Closed ld-archer closed 3 years ago
After imputing educ, need to run the summary_stats script again to get the updated stats for each input population.
Update
Model has been estimated, and is being loaded by GlobalPreInitializationModule
correctly (I think). However, missing education values are STILL not being imputed correctly. Need to talk to Bryan about what I'm missing, too complicated to explain in an email.

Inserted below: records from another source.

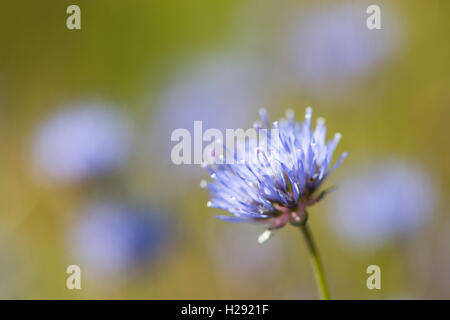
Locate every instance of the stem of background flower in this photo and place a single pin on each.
(317, 265)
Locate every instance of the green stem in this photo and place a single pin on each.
(315, 260)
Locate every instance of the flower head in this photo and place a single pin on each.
(281, 180)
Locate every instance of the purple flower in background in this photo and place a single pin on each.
(278, 185)
(331, 47)
(80, 141)
(382, 202)
(113, 238)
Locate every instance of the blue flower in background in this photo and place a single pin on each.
(80, 141)
(278, 185)
(113, 238)
(381, 203)
(331, 48)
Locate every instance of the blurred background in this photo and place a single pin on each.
(85, 123)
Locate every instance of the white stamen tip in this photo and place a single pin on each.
(264, 236)
(308, 113)
(289, 113)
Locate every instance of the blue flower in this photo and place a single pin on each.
(383, 202)
(282, 180)
(114, 238)
(80, 141)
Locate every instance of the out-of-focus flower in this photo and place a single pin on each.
(80, 141)
(213, 91)
(382, 202)
(330, 47)
(115, 239)
(210, 91)
(281, 181)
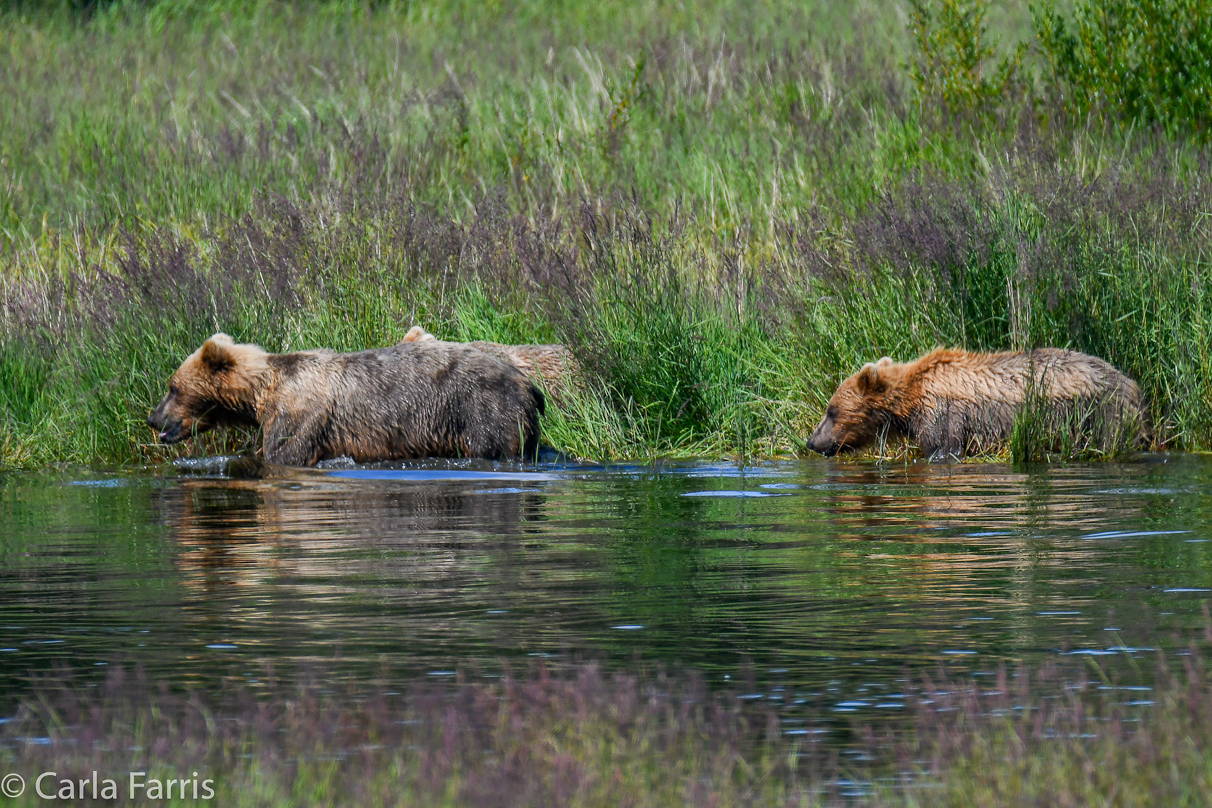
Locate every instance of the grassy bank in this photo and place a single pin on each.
(722, 211)
(582, 738)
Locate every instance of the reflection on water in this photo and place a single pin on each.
(833, 579)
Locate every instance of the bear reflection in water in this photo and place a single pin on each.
(325, 534)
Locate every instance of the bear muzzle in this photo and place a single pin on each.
(169, 430)
(822, 442)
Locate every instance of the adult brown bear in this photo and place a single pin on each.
(415, 400)
(552, 366)
(954, 402)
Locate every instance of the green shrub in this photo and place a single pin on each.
(1149, 61)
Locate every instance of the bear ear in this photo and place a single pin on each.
(217, 353)
(417, 334)
(868, 379)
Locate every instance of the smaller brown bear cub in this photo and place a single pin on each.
(953, 402)
(552, 366)
(405, 401)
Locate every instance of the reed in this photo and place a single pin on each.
(721, 211)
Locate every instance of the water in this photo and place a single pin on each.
(839, 582)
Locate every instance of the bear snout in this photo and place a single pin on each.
(822, 443)
(169, 430)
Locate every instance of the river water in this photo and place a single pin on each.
(839, 579)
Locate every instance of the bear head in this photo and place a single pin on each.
(858, 411)
(217, 385)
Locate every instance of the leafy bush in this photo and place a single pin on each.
(954, 57)
(1149, 61)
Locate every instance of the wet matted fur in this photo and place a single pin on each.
(411, 400)
(552, 366)
(954, 402)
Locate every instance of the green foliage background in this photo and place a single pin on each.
(721, 208)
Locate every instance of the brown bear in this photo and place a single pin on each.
(954, 402)
(406, 401)
(552, 366)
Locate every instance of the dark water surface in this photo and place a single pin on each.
(834, 579)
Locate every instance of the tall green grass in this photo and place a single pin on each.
(721, 210)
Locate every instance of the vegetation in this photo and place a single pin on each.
(581, 738)
(721, 210)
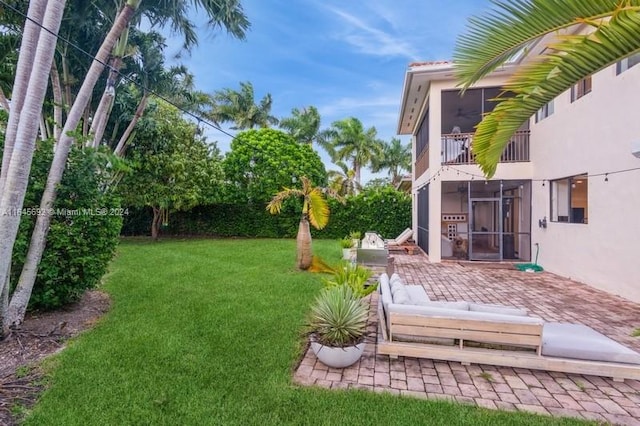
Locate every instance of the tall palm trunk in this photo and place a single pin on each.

This is caused by a few variables. Firstly, educl is missing over 40,000 data points out of 86,701, so over half the samples could be removed from this one variable. The majority of missing data here (~22,000) is due to the respondent being unmarried at the time of interview. To solve that, we can create an interaction variable for married * educl. The interaction var will have value = 0 if not married, and value = educl if married.
Still not working!!!
SOLVED
Problem: All the missing values in educ that we wanted to impute were set to special missing characters (i.e. .m, .d). These special missing characters are only recognised in Stata, so were showing up as missing in Stata but were not missing in .cpp files. Therefore, when trying to impute educ in the GlobalPreInit module, none of the values were recognised as missing.
Solution: Replace all special missing characters for educ with simple missing (.) at the end of reshape_long.do
Use a regression model to impute missing educ information in GlobalPreInitialization module.
Include information on spouse and parents education (if available) as predictors.